Walker also said that he expects the proposals will amplify the shift from supporting poorer dioceses to funding new projects that is already driving the Church of England’s Strategic Development Funding system.
“The consequence is also that all over the country dioceses are desperately trying to create exciting projects and sexy management roles to attract SDF grants rather than support their existing parishes. If you’ve wondered why we are suddenly flooded by ‘Associate Archdeacons’, full-time area deans and ‘Directors of Justice, Peace and Integrity of Creation’ (yes, really), it’s because these can be funded from the magic pot of money while boring, snoring parishes with their boring, snoring local ministry cannot,” he writes.
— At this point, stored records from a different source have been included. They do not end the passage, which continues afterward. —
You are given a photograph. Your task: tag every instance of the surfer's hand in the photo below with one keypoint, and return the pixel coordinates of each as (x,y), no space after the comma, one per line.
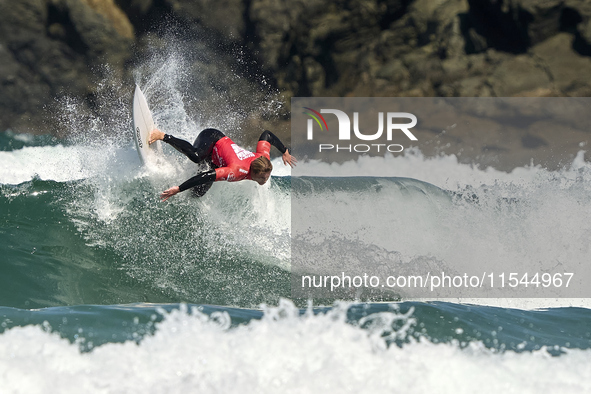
(289,159)
(155,135)
(169,193)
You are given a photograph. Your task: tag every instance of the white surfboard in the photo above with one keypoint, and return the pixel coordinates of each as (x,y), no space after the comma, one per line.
(143,124)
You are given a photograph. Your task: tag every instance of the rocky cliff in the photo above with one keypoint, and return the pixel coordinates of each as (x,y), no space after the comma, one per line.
(51,48)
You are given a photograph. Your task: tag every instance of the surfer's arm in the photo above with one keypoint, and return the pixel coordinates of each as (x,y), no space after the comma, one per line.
(264,147)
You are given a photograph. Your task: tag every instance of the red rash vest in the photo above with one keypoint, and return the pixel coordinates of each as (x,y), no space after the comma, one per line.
(234,161)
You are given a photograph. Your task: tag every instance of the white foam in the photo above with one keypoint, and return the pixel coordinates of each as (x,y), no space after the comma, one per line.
(281,353)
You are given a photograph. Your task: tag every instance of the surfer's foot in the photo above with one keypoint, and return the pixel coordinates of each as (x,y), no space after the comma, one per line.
(155,135)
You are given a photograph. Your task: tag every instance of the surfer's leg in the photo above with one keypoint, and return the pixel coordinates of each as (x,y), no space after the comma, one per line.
(199,191)
(206,140)
(182,146)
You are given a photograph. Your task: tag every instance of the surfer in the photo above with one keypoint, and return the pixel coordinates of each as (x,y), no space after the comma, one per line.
(228,161)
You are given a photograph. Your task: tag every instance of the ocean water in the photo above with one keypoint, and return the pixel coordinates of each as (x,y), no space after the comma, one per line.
(104,289)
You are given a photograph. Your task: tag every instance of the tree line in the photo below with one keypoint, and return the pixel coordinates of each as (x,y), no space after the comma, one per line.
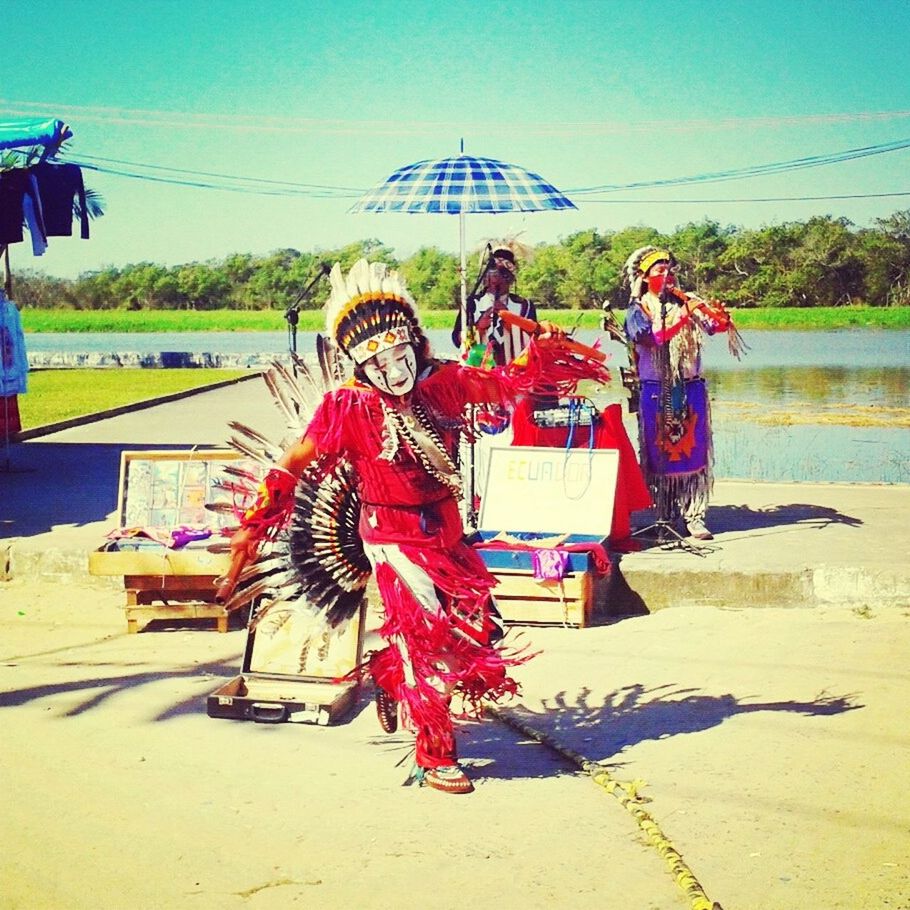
(824,261)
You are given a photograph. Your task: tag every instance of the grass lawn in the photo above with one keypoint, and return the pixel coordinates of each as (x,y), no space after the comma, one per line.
(56,395)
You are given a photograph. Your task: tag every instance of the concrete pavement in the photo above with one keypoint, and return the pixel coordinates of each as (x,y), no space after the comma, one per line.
(764,743)
(776,544)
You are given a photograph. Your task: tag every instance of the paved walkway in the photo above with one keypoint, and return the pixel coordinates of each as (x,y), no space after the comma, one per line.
(776,544)
(765,744)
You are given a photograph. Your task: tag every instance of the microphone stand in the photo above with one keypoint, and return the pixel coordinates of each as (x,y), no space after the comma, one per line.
(292,313)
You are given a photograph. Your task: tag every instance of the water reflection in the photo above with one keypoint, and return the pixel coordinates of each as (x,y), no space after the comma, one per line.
(885,386)
(778,413)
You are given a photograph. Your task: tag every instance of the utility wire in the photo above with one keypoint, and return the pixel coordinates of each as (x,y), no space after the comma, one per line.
(760,170)
(267,187)
(290,124)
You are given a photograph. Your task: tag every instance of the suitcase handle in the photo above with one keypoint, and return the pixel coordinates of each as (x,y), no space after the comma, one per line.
(266,713)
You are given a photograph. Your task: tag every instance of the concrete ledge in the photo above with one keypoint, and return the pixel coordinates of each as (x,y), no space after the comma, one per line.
(640,590)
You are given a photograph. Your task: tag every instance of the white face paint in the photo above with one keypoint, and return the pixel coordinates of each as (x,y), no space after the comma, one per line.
(393,371)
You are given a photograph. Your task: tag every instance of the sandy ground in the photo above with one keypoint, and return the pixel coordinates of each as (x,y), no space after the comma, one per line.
(771,747)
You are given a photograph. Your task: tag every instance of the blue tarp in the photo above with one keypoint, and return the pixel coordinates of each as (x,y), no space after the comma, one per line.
(29,133)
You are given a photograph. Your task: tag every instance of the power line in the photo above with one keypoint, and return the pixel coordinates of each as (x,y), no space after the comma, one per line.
(759,170)
(288,124)
(749,199)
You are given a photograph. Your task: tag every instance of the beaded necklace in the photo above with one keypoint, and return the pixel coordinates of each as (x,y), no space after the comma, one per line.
(400,427)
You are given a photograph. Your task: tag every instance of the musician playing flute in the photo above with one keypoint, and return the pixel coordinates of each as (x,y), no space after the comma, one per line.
(666,327)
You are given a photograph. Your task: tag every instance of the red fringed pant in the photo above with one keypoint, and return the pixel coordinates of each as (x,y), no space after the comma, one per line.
(441,632)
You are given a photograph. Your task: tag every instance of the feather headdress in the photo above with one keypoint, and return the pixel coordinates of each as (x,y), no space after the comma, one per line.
(521,252)
(637,265)
(370,310)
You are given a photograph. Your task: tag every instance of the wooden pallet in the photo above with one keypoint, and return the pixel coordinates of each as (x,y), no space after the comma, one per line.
(150,597)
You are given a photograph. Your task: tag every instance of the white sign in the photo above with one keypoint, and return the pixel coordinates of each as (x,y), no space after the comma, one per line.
(550,490)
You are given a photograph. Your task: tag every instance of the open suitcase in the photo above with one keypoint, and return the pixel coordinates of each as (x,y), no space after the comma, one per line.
(289,675)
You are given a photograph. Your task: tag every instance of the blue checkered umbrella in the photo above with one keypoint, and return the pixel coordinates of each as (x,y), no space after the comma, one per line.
(462,185)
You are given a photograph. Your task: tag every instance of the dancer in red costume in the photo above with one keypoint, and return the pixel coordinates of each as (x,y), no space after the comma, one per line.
(397,424)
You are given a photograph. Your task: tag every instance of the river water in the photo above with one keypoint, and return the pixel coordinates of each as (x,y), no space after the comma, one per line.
(800,406)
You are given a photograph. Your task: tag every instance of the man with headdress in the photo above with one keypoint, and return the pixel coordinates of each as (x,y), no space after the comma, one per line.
(503,342)
(397,424)
(666,327)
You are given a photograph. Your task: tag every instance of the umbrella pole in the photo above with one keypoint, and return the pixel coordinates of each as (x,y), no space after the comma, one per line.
(467,339)
(467,331)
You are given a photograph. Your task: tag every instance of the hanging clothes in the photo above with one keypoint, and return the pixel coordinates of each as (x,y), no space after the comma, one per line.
(34,216)
(12,190)
(13,359)
(60,185)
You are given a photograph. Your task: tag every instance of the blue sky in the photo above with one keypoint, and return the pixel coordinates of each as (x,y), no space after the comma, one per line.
(584,92)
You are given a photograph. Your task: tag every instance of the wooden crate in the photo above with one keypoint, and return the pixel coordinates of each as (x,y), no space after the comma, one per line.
(572,601)
(522,598)
(169,488)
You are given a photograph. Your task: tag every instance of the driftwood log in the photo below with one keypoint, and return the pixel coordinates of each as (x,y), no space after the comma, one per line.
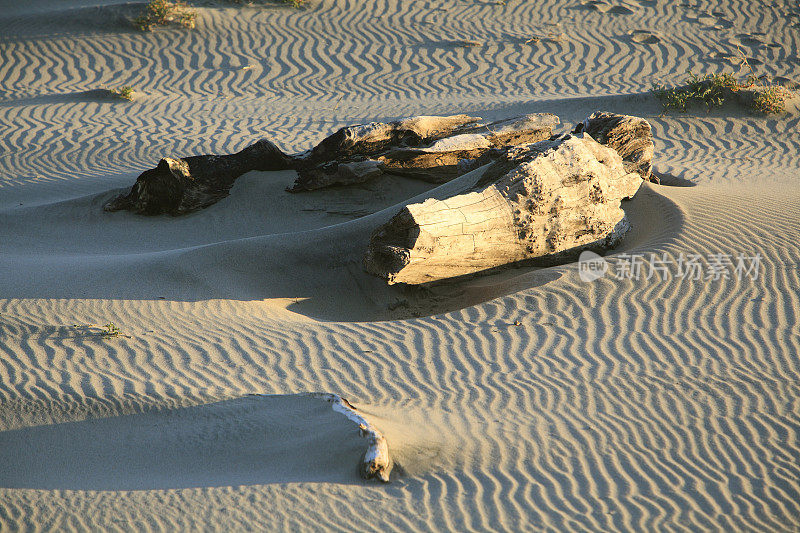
(434,149)
(630,136)
(375,462)
(547,199)
(178,186)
Critics of the proposals have started Save the Parish a group aimed at supporting candidates for this fall’s General Synod elections who promise “to defend the parochial system of the Church of England.” The group’s webpage urges, in Walker’s words, “Let us be a ‘key limiting factor’, not to the growth of the Church of England but to the emergence of a church we do not want and we do not need.”
The controversy will likely complicate the discussion of the vision and strategy group’s work at the summer session of the Church of England’s General Synod, which is set to meet remotely from July 9-12. Archbishop of York Stephen Cottrell, the group’s chair, will address synod on July 12, and members are scheduled to debate the proposals.
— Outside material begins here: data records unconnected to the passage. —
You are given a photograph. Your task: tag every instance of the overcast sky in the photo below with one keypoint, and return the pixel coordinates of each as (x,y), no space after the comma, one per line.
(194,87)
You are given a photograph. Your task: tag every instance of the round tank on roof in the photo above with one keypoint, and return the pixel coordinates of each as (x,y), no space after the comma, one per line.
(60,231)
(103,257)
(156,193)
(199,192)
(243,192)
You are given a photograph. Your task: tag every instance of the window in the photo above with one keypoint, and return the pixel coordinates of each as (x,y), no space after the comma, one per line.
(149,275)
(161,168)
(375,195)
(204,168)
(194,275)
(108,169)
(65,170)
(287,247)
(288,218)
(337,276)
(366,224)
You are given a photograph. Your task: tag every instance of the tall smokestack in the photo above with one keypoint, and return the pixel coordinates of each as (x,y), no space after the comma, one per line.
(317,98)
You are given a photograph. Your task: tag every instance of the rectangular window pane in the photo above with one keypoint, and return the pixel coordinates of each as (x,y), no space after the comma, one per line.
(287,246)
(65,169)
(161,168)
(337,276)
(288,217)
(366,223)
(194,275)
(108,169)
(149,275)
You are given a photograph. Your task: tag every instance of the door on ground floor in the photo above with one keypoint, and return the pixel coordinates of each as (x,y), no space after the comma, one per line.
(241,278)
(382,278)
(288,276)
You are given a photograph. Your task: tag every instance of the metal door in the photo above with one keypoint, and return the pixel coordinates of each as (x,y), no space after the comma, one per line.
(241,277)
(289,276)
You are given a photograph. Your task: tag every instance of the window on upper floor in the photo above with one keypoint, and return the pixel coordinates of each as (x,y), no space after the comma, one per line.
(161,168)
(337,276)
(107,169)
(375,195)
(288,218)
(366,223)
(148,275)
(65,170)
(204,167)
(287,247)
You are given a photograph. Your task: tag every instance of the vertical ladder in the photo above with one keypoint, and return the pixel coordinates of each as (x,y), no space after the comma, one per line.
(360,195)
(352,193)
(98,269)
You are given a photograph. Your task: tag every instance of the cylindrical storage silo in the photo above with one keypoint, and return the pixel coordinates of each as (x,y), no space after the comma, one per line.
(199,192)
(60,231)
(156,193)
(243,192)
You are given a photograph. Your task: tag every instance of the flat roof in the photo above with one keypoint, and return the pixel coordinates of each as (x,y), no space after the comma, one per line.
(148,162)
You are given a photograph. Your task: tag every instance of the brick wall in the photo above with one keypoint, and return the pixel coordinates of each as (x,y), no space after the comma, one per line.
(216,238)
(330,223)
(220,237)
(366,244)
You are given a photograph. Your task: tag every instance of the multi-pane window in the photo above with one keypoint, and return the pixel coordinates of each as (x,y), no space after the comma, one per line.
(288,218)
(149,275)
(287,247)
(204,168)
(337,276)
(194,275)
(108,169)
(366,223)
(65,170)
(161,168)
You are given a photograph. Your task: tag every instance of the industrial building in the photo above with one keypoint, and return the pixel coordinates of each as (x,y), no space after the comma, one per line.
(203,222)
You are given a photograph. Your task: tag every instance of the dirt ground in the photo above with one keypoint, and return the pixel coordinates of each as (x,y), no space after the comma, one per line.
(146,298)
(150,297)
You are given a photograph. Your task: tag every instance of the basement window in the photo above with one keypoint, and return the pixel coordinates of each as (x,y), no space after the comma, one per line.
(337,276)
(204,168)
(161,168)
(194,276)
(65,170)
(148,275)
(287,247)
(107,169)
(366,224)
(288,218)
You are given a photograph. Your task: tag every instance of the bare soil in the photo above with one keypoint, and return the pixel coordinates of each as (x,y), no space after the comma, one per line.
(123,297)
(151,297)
The lay-led church planting proposal is one part of the proposals for restructuring the Church of England to become “simpler, humbler, bolder” that the group has been developing since the fall of 2020. The briefing paper outlines three strategic priorities flowing from the overall vision “that we become a church that is centered on Jesus Christ and shaped by Jesus Christ through the five marks of mission.”
The priority “to become a church of missionary disciples,” the group says, “will require a renewal of worship and formation in every church community; and will overflow with blessings, service, and challenge to the world.”
They also urge the Church of England “to become a Church where mixed ecology is the norm,” with evangelistically driven communities formed around associational networks in homes, work and educational settings, social groups, and digital platforms operating alongside parish churches. The group notes that existing diocesan plans already call for 3,500 new communities of this kind, and that the churchwide target of 10,000 communities by 2030 would build on this, so that “most churches and all dioceses would start something new to reach people in their contexts.”
The Church of England, they say, should also “become younger and more diverse,” with increased investment in youth and children’s ministry needed as well as “a much more diverse and inclusive and reflective leadership and governance that promotes justice.” Simplifying governance structures and sharing resources more effectively, they add, will help focus attention on these priorities.
The controversial church planting initiative is one of six “bold outcomes,” which also including developing “up to 3,000 churches across England to become worshipping hubs for children and young people.” The group notes that only 900 of the Church of England’s 16,000 parishes currently have more than 25 young people in them, and that “an 80-year-old is eight times more likely to be in church than a 20-year-old.” The paper points to the opportunities presented by the Church of England’s 4,700 schools, which educate around a million pupils, as an important resource in this work.
Perhaps anticipating the resultant controversy, the briefing paper lists first among “10 things that must be constantly kept in mind,” that: “The clergy, stipendiary and self-supporting, and the lay leadership of the Church of England are among our greatest resource. Our plans need to support them in their ministry and help them to decide how and where they put their time and energies. We will continue to work and pray for an increase in vocations to ordained ministry and licensed and authorized lay ministry.”